6 Signs it's Time to Find a Personal Support Worker

Posted by Jeff Durish

Fri, Dec 13, 2013

Caring for aging parents may present challenges for their adult children. As years move on, we see the need for greater intervention to ensure the health and safety of our aging loved ones. Canadians across the country have begun to embrace home care as a viable option, recognizing that a personal support worker may be a natural next step.

Home care professionals nurture a trusting relationship between an aging parent and themselves, providing not only help with daily tasks but also companionship. A personal support worker (PSW) looks to the needs of the whole person; they listen, suggest, and assist their elderly client to maximize their current capabilities without taking unnecessary risks. The personal support worker monitors their living conditions and coordinates all necessary resources in order to sustain their physical, emotional, and social wellbeing.

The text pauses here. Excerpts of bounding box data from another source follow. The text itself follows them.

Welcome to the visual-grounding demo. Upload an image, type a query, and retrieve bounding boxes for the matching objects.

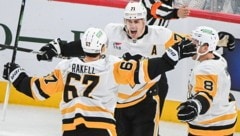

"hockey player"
[3,28,196,136]
[177,26,237,136]
[38,2,191,136]
[37,2,234,136]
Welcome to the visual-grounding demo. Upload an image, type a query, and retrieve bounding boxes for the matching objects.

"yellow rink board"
[0,81,240,132]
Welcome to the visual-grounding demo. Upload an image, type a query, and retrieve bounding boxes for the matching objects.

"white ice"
[0,104,240,136]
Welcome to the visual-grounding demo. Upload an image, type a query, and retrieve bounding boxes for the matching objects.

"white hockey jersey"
[104,23,182,108]
[189,52,237,136]
[23,55,173,135]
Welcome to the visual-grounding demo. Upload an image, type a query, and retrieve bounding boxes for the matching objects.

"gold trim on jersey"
[189,125,236,136]
[117,82,156,108]
[62,118,117,136]
[116,94,147,108]
[61,103,113,115]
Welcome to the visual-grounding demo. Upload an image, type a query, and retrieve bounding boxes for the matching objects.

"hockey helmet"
[192,26,219,51]
[81,27,107,53]
[124,2,147,19]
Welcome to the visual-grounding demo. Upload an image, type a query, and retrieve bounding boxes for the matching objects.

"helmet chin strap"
[195,46,208,61]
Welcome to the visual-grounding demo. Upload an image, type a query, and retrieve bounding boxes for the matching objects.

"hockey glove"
[163,39,196,65]
[122,52,144,61]
[3,62,28,88]
[217,31,235,51]
[37,38,62,61]
[177,100,198,122]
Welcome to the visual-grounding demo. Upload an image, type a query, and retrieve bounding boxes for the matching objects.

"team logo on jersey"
[113,42,122,50]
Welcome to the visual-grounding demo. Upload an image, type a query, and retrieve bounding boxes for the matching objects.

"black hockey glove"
[217,31,235,51]
[122,52,144,61]
[37,38,62,61]
[177,100,198,122]
[163,39,196,65]
[3,62,28,88]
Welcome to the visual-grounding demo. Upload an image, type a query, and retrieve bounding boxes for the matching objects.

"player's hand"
[177,100,198,122]
[217,31,235,51]
[166,39,196,61]
[37,38,62,61]
[2,62,27,87]
[122,52,144,61]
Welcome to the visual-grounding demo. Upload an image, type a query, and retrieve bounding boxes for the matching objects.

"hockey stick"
[0,44,40,54]
[0,44,68,59]
[2,0,25,121]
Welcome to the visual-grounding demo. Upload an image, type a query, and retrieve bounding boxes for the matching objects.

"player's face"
[124,19,145,39]
[192,39,208,61]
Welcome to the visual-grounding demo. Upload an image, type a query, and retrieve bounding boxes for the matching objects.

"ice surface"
[0,104,240,136]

At some point, you may realize you need assistance when your own life becomes stressful or complicated. The following signs may confirm that it is the right time to take the next step.

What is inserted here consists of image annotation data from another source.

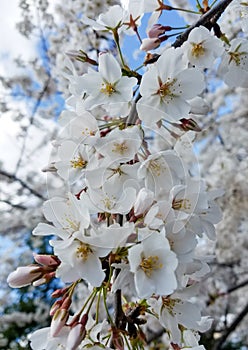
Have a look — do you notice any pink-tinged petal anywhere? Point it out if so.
[77,254,105,287]
[80,70,103,96]
[50,309,69,337]
[99,53,122,84]
[176,68,205,99]
[134,269,155,298]
[29,327,50,350]
[164,97,190,121]
[140,66,159,97]
[7,265,43,288]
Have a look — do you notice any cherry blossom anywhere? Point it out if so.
[79,53,137,114]
[137,48,204,125]
[182,26,224,68]
[128,233,177,298]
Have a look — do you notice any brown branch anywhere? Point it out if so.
[213,304,248,350]
[172,0,233,47]
[126,0,233,125]
[0,170,46,201]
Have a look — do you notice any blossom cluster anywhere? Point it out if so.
[8,0,248,350]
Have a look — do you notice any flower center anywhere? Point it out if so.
[100,83,116,96]
[102,197,115,210]
[139,255,163,277]
[65,217,80,231]
[191,43,205,58]
[71,156,87,169]
[228,44,247,66]
[149,160,166,176]
[112,141,128,155]
[172,199,191,210]
[76,242,92,261]
[157,78,176,100]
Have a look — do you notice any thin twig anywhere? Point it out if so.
[172,0,233,47]
[126,0,233,125]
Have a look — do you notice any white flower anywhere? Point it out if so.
[82,5,127,30]
[40,193,90,238]
[137,48,204,125]
[182,26,224,68]
[85,159,140,193]
[95,125,143,162]
[218,38,248,88]
[54,140,94,184]
[87,183,136,214]
[49,237,107,287]
[29,327,70,350]
[80,53,137,112]
[138,150,184,196]
[154,295,201,345]
[50,224,134,287]
[128,233,177,298]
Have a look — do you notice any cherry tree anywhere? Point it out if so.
[1,0,248,349]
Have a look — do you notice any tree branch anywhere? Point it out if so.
[172,0,233,47]
[1,199,27,210]
[126,0,233,125]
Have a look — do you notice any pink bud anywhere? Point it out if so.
[50,300,63,316]
[7,265,43,288]
[147,24,171,38]
[50,309,69,337]
[66,314,88,350]
[33,271,55,287]
[33,253,60,266]
[140,38,161,51]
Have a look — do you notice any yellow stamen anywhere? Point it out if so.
[112,141,128,155]
[139,255,163,277]
[172,199,191,210]
[157,78,176,100]
[76,242,92,261]
[71,156,87,169]
[191,43,205,58]
[100,83,116,96]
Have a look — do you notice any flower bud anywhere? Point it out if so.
[7,265,43,288]
[147,23,171,39]
[50,309,69,337]
[33,271,55,287]
[66,314,88,350]
[33,253,60,266]
[50,300,63,316]
[140,38,161,51]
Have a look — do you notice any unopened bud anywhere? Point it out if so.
[140,38,161,51]
[50,309,69,337]
[33,271,55,287]
[66,314,88,350]
[49,300,63,316]
[180,118,201,132]
[33,253,60,266]
[51,287,68,298]
[7,265,43,288]
[147,23,171,38]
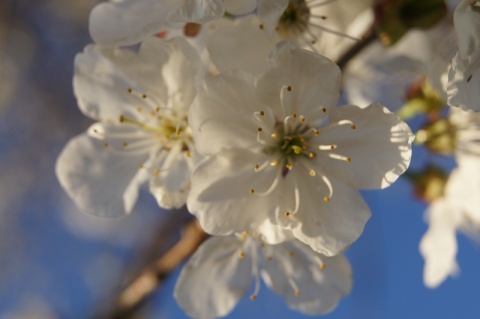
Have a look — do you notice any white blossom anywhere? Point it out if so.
[187,43,413,256]
[447,0,480,112]
[89,0,224,46]
[56,38,201,216]
[174,232,352,318]
[420,154,480,288]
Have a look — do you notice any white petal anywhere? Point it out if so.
[174,236,252,318]
[188,72,262,155]
[256,42,340,120]
[206,15,275,74]
[453,0,480,59]
[257,0,288,36]
[73,45,166,122]
[290,178,371,256]
[187,149,276,235]
[317,104,413,189]
[89,0,223,46]
[89,0,182,46]
[55,134,148,217]
[223,0,258,15]
[447,52,480,112]
[420,200,458,288]
[168,0,225,25]
[262,241,352,315]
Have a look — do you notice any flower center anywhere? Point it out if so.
[277,0,310,38]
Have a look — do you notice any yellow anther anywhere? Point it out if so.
[292,145,303,154]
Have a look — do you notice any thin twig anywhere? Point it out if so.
[100,220,209,319]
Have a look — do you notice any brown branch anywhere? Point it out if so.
[101,220,209,319]
[337,26,377,70]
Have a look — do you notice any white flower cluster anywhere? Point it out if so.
[56,0,428,318]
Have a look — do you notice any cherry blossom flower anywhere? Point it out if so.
[420,154,480,288]
[202,0,373,74]
[187,43,413,256]
[56,38,201,216]
[89,0,224,46]
[174,232,352,318]
[447,0,480,112]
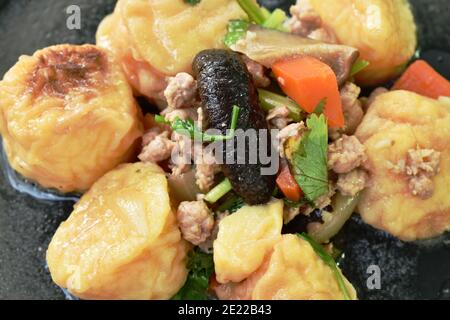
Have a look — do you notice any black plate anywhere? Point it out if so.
[0,0,450,299]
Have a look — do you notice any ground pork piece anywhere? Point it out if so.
[329,82,364,141]
[287,0,337,43]
[266,106,292,130]
[177,201,214,245]
[362,87,389,112]
[408,174,434,200]
[164,72,197,109]
[142,127,162,148]
[397,148,441,199]
[308,26,337,43]
[138,131,176,163]
[195,149,220,192]
[387,148,441,200]
[340,82,364,135]
[161,108,197,121]
[277,121,306,158]
[242,55,270,88]
[328,134,367,173]
[336,169,369,196]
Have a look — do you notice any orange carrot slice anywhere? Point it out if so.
[272,57,344,128]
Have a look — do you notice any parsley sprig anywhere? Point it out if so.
[291,114,329,202]
[155,106,240,142]
[224,0,287,47]
[172,249,214,300]
[297,233,351,300]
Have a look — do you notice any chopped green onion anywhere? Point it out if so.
[258,89,306,122]
[237,0,266,25]
[215,194,245,213]
[205,178,233,203]
[155,106,240,142]
[261,7,270,20]
[223,20,250,47]
[350,59,370,76]
[297,233,351,300]
[262,9,287,31]
[314,97,327,115]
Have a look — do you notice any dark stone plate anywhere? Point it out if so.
[0,0,450,299]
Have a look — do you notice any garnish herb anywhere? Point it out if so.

1. You're constantly worried

When there are safety issues, you begin to worry.

  • A visit to your parent’s home may drag on as you double-check that everything is in order. Is the kitchen clean? Is the refrigerator empty? Are the clothes clean? These and similar concerns may cause sleepless nights.
  • You make frequent check-in calls and a missed one may raise alarms.

2. Asking for help

When you strain to keep up the pace and need help with extra responsibilities.

  • Asking neighbours to look around, peek in, or to visit daily.
  • Encouraging your own children to drop by and check-up on grandparent(s) or asking siblings to pitch in and help.

3. Missing work

When there is not enough personal time to get things done.

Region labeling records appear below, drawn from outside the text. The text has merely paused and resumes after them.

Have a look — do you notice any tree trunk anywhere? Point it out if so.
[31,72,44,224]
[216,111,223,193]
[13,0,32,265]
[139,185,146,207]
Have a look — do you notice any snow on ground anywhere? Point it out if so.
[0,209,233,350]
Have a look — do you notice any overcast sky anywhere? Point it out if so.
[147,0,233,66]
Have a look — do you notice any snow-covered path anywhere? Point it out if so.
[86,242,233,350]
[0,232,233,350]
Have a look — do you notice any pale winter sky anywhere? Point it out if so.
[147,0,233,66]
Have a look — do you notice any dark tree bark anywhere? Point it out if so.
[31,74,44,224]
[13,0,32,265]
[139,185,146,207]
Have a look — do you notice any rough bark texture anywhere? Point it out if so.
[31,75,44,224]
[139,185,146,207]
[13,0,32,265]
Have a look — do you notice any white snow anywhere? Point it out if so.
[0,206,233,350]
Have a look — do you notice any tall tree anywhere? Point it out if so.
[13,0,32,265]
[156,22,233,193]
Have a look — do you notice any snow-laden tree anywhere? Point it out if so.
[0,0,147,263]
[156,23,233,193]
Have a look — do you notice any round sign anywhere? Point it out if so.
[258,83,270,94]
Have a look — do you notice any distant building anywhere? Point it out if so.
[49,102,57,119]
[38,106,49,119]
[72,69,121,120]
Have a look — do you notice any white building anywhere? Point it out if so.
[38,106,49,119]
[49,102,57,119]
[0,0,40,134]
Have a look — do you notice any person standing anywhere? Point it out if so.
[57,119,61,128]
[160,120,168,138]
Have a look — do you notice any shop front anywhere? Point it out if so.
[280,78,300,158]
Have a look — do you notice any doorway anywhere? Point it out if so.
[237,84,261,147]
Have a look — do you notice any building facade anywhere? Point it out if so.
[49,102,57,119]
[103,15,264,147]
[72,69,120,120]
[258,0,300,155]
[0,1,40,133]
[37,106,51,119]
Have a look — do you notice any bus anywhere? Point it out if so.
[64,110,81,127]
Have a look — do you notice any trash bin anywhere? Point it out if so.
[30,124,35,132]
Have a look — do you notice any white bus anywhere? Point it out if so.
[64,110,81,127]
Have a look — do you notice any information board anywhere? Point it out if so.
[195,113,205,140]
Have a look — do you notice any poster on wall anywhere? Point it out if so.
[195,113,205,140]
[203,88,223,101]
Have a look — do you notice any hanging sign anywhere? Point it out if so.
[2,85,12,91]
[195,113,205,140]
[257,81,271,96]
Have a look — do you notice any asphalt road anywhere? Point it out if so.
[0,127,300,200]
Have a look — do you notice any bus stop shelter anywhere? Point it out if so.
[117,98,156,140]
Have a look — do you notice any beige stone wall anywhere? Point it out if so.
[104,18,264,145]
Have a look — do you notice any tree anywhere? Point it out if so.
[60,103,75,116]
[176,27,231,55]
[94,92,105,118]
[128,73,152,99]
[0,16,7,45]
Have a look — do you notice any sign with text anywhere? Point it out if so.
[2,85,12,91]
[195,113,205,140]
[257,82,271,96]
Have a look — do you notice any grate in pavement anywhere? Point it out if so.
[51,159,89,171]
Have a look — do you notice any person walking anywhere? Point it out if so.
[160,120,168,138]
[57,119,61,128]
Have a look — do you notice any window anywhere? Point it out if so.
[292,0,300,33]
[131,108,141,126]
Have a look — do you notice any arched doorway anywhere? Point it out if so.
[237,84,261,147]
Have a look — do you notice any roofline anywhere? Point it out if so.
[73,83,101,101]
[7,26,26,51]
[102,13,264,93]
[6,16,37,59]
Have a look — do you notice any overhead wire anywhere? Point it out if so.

  • You find yourself needing more time off to assist Mom or Dad to run errands once the Ministry denies their driving licence renewal.
  • You consider a leave of absence to attend to time-consuming responsibilities, such as post-operative care and convalescence.

4. Retirement changes

When you consider making changes to you longstanding retirement plans.

  • You may have planned to travel and enjoy recreational activities, but wonder if you ought to sacrifice your goals to care for your loved ones.

5. Declining health

When you notice the added strain is causing setbacks to your own physical, mental, and social wellbeing.

  • Pushing your own physical health to the limit may inadvertently burden your own children, spouse, and friends within a few short years, adding guilt to the current dilemma.
  • Your own frequent visits to the family doctor leads to the realization that your health is beginning to suffer, leading to increased medical costs.

6. Others are noticing

Family and acquaintances make suggestions to get help.

  • Other family members may recognize the strain that caring for aging parents is producing and start giving advice or making recommendations.
  • Employers may state that they want you to “do something” about the situation because it is affecting your work performance.

When adult children add up the signs, a decision to engage the services of a personal support worker may be the best and most reassuring solution to address the needs of their aging parent(s). Choosing home care with your loved one does notmean that you don't love them or you won't care for them any longer, but it allows you to live your life, stay healthy, and provide more time to create meaningful memories together. Understanding this makes hiring a personal support worker an act of love that radiates through your entire family.